Когда они спустились с гор и вышли на равнину, теплый воздух наполнил их легкие; он казался им нежным, как поцелуй любимой. На равнине и зимой росла трава, ее могли есть кони и мулы, которые у них еще оставались, но для людей провианта по-прежнему не было. Голод сделал всех немного сумасшедшими, в глазах людей появился особый блеск, словно у одичавших собак. Но Сулейман есть не хотел. Порыжевшая трава, которая в изобилии росла по краям дороги, оставляла его равнодушным. Теперь, когда его ноги перестали неметь от покрывающего их льда, он испытывал такую боль, что дрожал всем телом, и это длилось несколько дней. У Джонатана разрывалось сердце, когда он видел его страдания. В глазах коня не было упрека, но в них отсутствовала и воля к борьбе, искра жизни погасла. В тихий сырой день, когда наконец ветер принес острый морской запах, Сулейман остановился, его колени подогнулись и он лег на землю. Шедшие сзади солдаты расступились и обошли павшего коня. Им даже не пришло в голову остановиться.
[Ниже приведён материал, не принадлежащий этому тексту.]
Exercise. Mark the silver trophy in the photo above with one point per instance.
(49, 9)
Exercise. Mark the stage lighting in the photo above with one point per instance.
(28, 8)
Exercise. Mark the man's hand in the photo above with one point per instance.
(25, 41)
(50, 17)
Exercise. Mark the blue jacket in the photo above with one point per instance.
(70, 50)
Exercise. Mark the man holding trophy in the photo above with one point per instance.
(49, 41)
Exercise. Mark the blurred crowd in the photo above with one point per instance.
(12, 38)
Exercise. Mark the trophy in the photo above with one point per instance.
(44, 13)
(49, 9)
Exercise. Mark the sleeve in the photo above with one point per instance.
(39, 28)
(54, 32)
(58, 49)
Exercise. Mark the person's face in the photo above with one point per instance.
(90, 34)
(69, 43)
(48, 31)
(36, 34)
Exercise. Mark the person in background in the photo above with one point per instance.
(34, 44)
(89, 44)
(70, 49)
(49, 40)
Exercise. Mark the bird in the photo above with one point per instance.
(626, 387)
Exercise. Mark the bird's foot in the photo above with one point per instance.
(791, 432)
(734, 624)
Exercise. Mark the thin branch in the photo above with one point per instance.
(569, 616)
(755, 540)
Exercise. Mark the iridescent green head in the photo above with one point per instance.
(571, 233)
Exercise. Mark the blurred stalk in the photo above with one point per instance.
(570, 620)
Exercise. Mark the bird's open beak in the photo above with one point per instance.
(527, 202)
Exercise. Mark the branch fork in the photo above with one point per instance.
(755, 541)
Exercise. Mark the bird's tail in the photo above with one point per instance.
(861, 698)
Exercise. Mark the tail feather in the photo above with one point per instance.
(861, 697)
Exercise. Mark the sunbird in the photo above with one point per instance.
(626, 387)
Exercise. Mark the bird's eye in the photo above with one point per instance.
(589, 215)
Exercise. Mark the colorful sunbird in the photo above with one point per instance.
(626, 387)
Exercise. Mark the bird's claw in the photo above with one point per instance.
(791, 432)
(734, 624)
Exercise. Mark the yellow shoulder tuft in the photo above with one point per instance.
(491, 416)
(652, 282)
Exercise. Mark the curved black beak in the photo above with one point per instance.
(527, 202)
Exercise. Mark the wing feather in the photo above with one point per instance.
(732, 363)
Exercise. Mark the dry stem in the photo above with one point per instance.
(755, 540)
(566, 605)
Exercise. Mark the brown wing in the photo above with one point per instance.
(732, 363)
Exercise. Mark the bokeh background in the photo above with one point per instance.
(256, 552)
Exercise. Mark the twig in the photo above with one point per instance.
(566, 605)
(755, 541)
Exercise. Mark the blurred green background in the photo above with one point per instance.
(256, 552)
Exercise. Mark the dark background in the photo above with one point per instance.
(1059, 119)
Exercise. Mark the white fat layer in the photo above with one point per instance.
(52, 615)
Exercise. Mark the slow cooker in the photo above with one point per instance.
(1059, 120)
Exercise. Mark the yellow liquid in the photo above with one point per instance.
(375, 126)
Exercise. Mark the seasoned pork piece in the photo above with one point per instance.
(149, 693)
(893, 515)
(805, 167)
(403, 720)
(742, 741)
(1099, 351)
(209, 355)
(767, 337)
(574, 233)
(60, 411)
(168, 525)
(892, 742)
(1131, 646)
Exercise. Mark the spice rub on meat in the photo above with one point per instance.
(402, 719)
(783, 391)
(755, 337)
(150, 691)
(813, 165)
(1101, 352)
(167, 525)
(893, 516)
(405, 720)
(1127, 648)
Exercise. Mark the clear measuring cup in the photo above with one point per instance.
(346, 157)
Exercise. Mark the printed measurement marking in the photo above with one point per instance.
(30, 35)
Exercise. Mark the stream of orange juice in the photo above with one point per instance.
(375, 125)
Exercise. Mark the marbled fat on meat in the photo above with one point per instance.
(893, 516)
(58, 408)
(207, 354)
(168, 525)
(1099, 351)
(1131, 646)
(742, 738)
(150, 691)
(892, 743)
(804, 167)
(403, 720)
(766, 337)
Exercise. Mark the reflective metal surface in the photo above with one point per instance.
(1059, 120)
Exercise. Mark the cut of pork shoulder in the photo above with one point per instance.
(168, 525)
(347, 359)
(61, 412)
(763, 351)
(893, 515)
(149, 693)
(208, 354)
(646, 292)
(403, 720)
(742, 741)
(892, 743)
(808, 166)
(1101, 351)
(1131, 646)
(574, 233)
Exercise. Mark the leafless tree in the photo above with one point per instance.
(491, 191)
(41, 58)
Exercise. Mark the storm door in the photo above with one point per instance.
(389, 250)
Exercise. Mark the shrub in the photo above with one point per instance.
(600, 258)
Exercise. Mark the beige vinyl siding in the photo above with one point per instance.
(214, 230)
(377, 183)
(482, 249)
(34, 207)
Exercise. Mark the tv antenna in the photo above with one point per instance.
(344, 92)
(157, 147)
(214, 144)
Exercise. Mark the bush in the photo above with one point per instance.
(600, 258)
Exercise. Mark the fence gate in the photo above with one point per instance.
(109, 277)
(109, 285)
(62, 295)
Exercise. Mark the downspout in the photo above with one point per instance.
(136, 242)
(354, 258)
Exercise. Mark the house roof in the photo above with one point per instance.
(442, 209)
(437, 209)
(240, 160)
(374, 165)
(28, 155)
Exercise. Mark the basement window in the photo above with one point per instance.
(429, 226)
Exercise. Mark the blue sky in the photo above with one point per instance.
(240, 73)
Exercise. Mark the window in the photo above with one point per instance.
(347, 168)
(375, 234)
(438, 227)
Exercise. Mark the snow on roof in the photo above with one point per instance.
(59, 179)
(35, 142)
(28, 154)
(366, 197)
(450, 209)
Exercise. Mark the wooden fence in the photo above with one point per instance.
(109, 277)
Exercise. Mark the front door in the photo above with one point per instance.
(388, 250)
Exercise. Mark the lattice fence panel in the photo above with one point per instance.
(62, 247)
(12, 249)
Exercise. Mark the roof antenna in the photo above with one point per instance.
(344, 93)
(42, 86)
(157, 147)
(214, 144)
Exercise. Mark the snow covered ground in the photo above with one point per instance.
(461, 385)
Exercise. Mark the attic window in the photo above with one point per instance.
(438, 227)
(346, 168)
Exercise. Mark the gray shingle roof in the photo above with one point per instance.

Джонатан присел рядом с головой Сулеймана. Он попытался поднять ее и положить себе на колени, но она оказалась слишком тяжелой для его ослабевших рук. Тогда он решил просто дать коню отдохнуть и влил в его рот немного воды, но та вытекла обратно. Лишь спустя час, когда к нему подошел капитан Саттон, отправившийся на поиски друга, Джонатан стал понимать, что случилась беда.
– Майор Аллейн, пора двигаться дальше. Мы разобьем лагерь на вершине вон того холма, если сумеем добраться до него к закату, – сказал капитан, положив руку на плечо Джонатана. – Пойдемте, сэр, мы найдем вам другую лошадь.
– Что? Мне совсем не нужна лошадь. У меня есть Сулейман, – проговорил Джонатан, покачав головой.